Sources of the Problem
Where Likens lives in the White Mountains of New Hampshire, the roads in winter are often busy with visiting skiers traveling up from nearby Boston, Hartford or New York. To keep the traffic safely moving in wintry conditions the roads are often doused with salt — a lot of it. He’s found that at times local municipalities have used up to a ton of salt per road mile per day.
Generous servings of road salt are common across the Northeast and upper Midwest and are one of the biggest contributors to salinization of waterways in those parts of the country, but the researchers found other kinds of salts, not just the commonly used sodium chloride, also contribute to the increase of salinity in waterways — things like fertilizer runoff, water softeners, fracking brine and sewage discharges.
“There’re just a variety of things that we humans add to the surface that eventually find their way to streams and lakes and reservoirs and increase their salinity,” says Likens.
The weathering of concrete infrastructure like our bridges and roads from acidic rain (which has been reduced but not eliminated) also contributes to increases in salinity and alkalinity.
So too does building impervious surfaces, such as roads and parking lots.
The researchers found that in the Baltimore area an increase of one percent in the amount of impervious surfaces caused a 10 percent increase in salinity.

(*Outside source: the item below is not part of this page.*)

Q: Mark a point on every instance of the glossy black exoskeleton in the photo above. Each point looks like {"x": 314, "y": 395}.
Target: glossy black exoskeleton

Chemicals and salts that would have been absorbed by soils instead ran off those hard surfaces and into waterways.
All indicators are that the salinity problem is getting worse over time. “The graphs consistently are increasing,” says Likens. “Not every stream shows the effect, but the vast majority do.”
Solutions
The new research raises more questions than it answers, including what the impacts of these chemical cocktails may be and how we can manage them to ensure safe drinking water and a healthy environment.
The study recommends that we manage the problem by “considering chemical mixtures and potential interactive effects as a syndrome of multiple stressors instead of single contaminants.”
That’s easier said than done.
“We have regulations and management strategies which are focused on a single contaminant and it’s almost like our brain is just able to handle one thing at a time,” says Kaushal. “In reality these mixtures have interactive effects, sometimes synergistic effects, which contribute to toxicity where the overall effect of the mixture or the interaction is greater than the sum of the parts.”
But recognizing the dangers of these elements in combination is one thing. Testing for them is quite another.
Thankfully there are also other tactics that could help, including better buffers around rivers, streams and wetlands to reduce runoff. Smarter use of road salts would also be an improvement. Already some municipalities are using brines applied before winter storms to help reduce the volume of salt needed later.
“I think another approach would be to reduce impervious surfaces because we’re constantly developing new lands and putting down more roads which eventually break down and contribute to these salts,” says Kaushal. “So, I think being more judicious about creating new roads, parking lots, pavement and other development, as well as putting in regulations in place for the salts themselves.”
With a long lens on the health of our waterways, Likens sees cause for concern as scientists learn more about the impacts of salinization — and as the Trump administration attempts to roll back protections for clean water.
“At the end of November President Trump announced that our water was at ‘record clean,’” says Likens. But scientific research proves otherwise. “This idea that we can do whatever we want to the environment, to the water we all depend on, and everything’s going to be okay — that’s just not correct.”